The Tragic Real-Life Story Of Martin Sheen

Martin Sheen has had an illustrious career spanning decades, playing iconic roles from inspirational presidents to cold-blooded killers and founding an acting dynasty along the way. Yet the actor's life has been filled with struggles both minor and major — some fleeting, and some following Sheen for years.

Sheen was born Ramón Antonio Gerardo Estévez on August 3, 1940, to a Spanish father and Irish mother in Dayton, Ohio (via Legit). He was the seventh of 10 children in a poor, working-class family that had recently moved from Bermuda for their father's factory job. According to IMDb, an accident at birth left Sheen's left arm crippled and about 3 inches shorter than his right arm, and he later contracted polio.

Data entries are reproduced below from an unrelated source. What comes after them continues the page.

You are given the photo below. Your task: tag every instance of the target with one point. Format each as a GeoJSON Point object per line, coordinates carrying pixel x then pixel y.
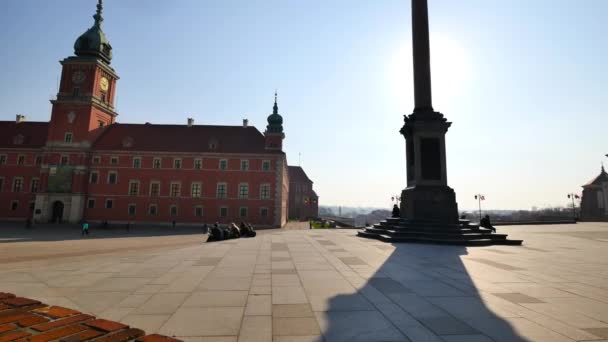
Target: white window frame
{"type": "Point", "coordinates": [150, 190]}
{"type": "Point", "coordinates": [154, 163]}
{"type": "Point", "coordinates": [131, 183]}
{"type": "Point", "coordinates": [200, 189]}
{"type": "Point", "coordinates": [116, 178]}
{"type": "Point", "coordinates": [217, 190]}
{"type": "Point", "coordinates": [262, 191]}
{"type": "Point", "coordinates": [179, 189]}
{"type": "Point", "coordinates": [246, 195]}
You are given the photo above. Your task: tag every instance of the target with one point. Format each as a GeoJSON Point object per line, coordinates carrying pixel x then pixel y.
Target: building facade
{"type": "Point", "coordinates": [303, 200]}
{"type": "Point", "coordinates": [83, 165]}
{"type": "Point", "coordinates": [594, 204]}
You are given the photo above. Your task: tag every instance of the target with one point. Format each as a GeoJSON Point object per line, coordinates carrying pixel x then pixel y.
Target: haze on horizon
{"type": "Point", "coordinates": [524, 83]}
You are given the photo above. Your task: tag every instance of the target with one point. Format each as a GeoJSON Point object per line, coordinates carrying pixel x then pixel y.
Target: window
{"type": "Point", "coordinates": [94, 177]}
{"type": "Point", "coordinates": [112, 177]}
{"type": "Point", "coordinates": [265, 191]}
{"type": "Point", "coordinates": [154, 189]}
{"type": "Point", "coordinates": [221, 190]}
{"type": "Point", "coordinates": [17, 184]}
{"type": "Point", "coordinates": [175, 189]}
{"type": "Point", "coordinates": [134, 188]}
{"type": "Point", "coordinates": [223, 211]}
{"type": "Point", "coordinates": [177, 163]}
{"type": "Point", "coordinates": [223, 164]}
{"type": "Point", "coordinates": [243, 190]}
{"type": "Point", "coordinates": [34, 185]}
{"type": "Point", "coordinates": [196, 190]}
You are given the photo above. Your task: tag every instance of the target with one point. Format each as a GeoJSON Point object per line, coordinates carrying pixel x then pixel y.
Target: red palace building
{"type": "Point", "coordinates": [83, 165]}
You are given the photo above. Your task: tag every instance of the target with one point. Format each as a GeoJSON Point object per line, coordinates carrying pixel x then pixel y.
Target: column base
{"type": "Point", "coordinates": [429, 203]}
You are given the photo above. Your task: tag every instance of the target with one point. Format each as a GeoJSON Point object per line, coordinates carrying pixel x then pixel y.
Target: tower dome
{"type": "Point", "coordinates": [275, 120]}
{"type": "Point", "coordinates": [94, 42]}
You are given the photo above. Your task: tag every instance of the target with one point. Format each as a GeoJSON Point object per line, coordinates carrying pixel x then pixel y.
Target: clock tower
{"type": "Point", "coordinates": [85, 102]}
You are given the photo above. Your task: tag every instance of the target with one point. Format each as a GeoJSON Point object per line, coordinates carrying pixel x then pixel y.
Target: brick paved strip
{"type": "Point", "coordinates": [82, 336]}
{"type": "Point", "coordinates": [56, 311]}
{"type": "Point", "coordinates": [122, 336]}
{"type": "Point", "coordinates": [19, 301]}
{"type": "Point", "coordinates": [156, 338]}
{"type": "Point", "coordinates": [7, 327]}
{"type": "Point", "coordinates": [30, 320]}
{"type": "Point", "coordinates": [13, 336]}
{"type": "Point", "coordinates": [27, 320]}
{"type": "Point", "coordinates": [106, 325]}
{"type": "Point", "coordinates": [57, 333]}
{"type": "Point", "coordinates": [62, 322]}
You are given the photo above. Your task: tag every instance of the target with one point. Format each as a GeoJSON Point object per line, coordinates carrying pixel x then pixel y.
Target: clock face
{"type": "Point", "coordinates": [104, 84]}
{"type": "Point", "coordinates": [78, 77]}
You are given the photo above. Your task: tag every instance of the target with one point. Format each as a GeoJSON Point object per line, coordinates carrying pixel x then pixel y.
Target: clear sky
{"type": "Point", "coordinates": [525, 83]}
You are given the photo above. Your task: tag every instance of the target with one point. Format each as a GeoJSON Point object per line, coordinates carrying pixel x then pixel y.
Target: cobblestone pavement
{"type": "Point", "coordinates": [328, 285]}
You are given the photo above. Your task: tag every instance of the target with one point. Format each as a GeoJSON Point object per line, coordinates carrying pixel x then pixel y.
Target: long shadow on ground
{"type": "Point", "coordinates": [423, 292]}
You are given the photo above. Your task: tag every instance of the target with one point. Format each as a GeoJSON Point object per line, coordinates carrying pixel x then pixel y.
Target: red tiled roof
{"type": "Point", "coordinates": [32, 134]}
{"type": "Point", "coordinates": [181, 138]}
{"type": "Point", "coordinates": [297, 174]}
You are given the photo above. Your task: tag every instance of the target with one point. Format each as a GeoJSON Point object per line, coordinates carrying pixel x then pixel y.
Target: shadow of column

According to Ron Fassler, tragedy struck the future actor again when his mother died when he was just 11 years old, putting even more financial stress on Sheen's father, Francisco, who now had 10 children to feed on his menial factory salary. At this point, Ramón Estévez would already show an interest in acting, but his father was against the idea.

Sheen adopted a new name to get work

Against his father's wishes, Ramón Estévez set off for New York in his early 20s to pursue his lifelong dream of acting, getting the bus fare to the Big Apple from their family's parish priest (via Brief Biographies). He took on a variety of low-income jobs while responding to auditions and casting calls but soon found that he was being held back by his name. In an era where few producers could even pronounce Ramón Estévez, let alone cast him, he decided it was time to pick a stage name. According to The Guardian, Estévez combined the names of two men who inspired him: CBS casting director Robert Dale Martin and American Archbishop Fulton J. Sheen.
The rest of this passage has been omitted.